Setting Up Self-Hosted Runners in GitHub: A Step-by-Step Guide

Imagine your boss wants you to use Github actions to automate the workflow of the developers. So you find this thing called Github actions and on paper it seems like the perfect solution, so you get working on it and find out that the signal to trigger the job in your pipeline is sent from one of Github’s servers.
Now the problem is that your pipeline servers are locked behind a VPN, but Github always sends the trigger signal from 1 of the 1000 IPs that they own. The self-hosted Github runners come in handy in this situation, after setting up a custom runner in a server that has a whitelisted IP in your pipeline server, you will now be able to access automate the action for your developers to trigger straight from their code base.
The installation of a Github runner can be done at 3 levels:
Enterprise
- These runners can be assigned to all organizations and repositories.
Organization
- These runners can be assigned to all repositories under that organization.
Repository
- Runners that are assigned to a specific repository.
Once the runners have been assigned you can then use labels to choose which job you want running on a specific GH runner
All 3 runners are configured using similar steps, but this guide will focus on installing it at an Organization level.
First you will have to click on the drop down next to your profile picture and go into “Your organizations”

Next click on the “Settings” button next to your organization’s name.

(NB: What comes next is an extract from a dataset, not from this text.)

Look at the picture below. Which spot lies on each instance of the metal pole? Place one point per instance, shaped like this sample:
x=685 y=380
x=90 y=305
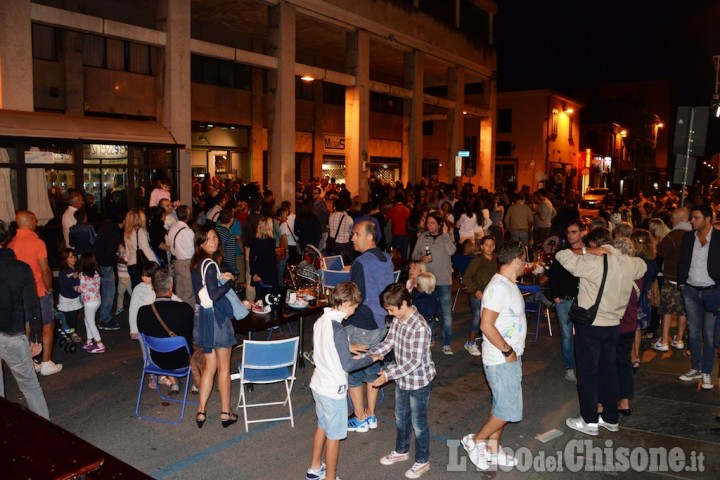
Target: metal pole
x=687 y=155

Go to “Actions” & “Runners”

Then create a new self-hosted runner.

Next choose your operating system and run the commands that they have displayed within your server that you want to host the runner on.
The following steps are to help you configure a GH runner on a Linux x64 operating system.
Configure Linux User
These commands will be executed assuming you’re running as root.
Create a new user
//This will create a the user runner and set their home directory to their name.
//Replace "runner" with desired username.
adduser -m runner
Create user password
//Replace "runner" with desired username.
passwd runner
Switch to the non-root user
su runner
Install & Run GH Runner
Creates a folder and cd into it
mkdir actions-runner; cd actions-runner
Download the runner package
curl -o actions-runner-linux-x64-2.297.0.tar.gz -L https://github.com/actions/runner/releases/download/v2.297.0/actions-runner-linux-x64-2.297.0.tar.gz
Optional: Validate the hash
echo "eb4e2fa6567d2222686be95ee23210e83fb6356dd0195149f96fd91398323d7f actions-runner-linux-x64-2.297.0.tar.gz" | shasum -a 256 -c
Extract the installer from the .tar file you just downloaded.
tar xzf ./actions-runner-linux-x64-2.297.0.tar.gz
Create the runner and start the configuration
./config.sh --url https://github.com/<YOUR_ORGANIZATION> --token <GITHUB_PROVIDED_TOKEN>
Run it! (This is a manual process and you will have to run this manually each time)
./run.sh
Note that the directory you installed the GH runner will have a svc.sh file this file can be executed to have your GH runner always operating in case of a server restart as well, instead of always having to manually run the ./run.cmd command.
The svc.sh file can only be executed as root user.
su root
Change to your installation directory.
cd /home/runner/actions-runner
Install the service
./svc.sh install
Start your service
./svc.sh start
Now if you go back to your runners tab within your organization in your Github account, you will be able to note that your self-hosted runner is now in idle status. This means that you currently don’t have any actions running, and that your server is listening for any incoming actions.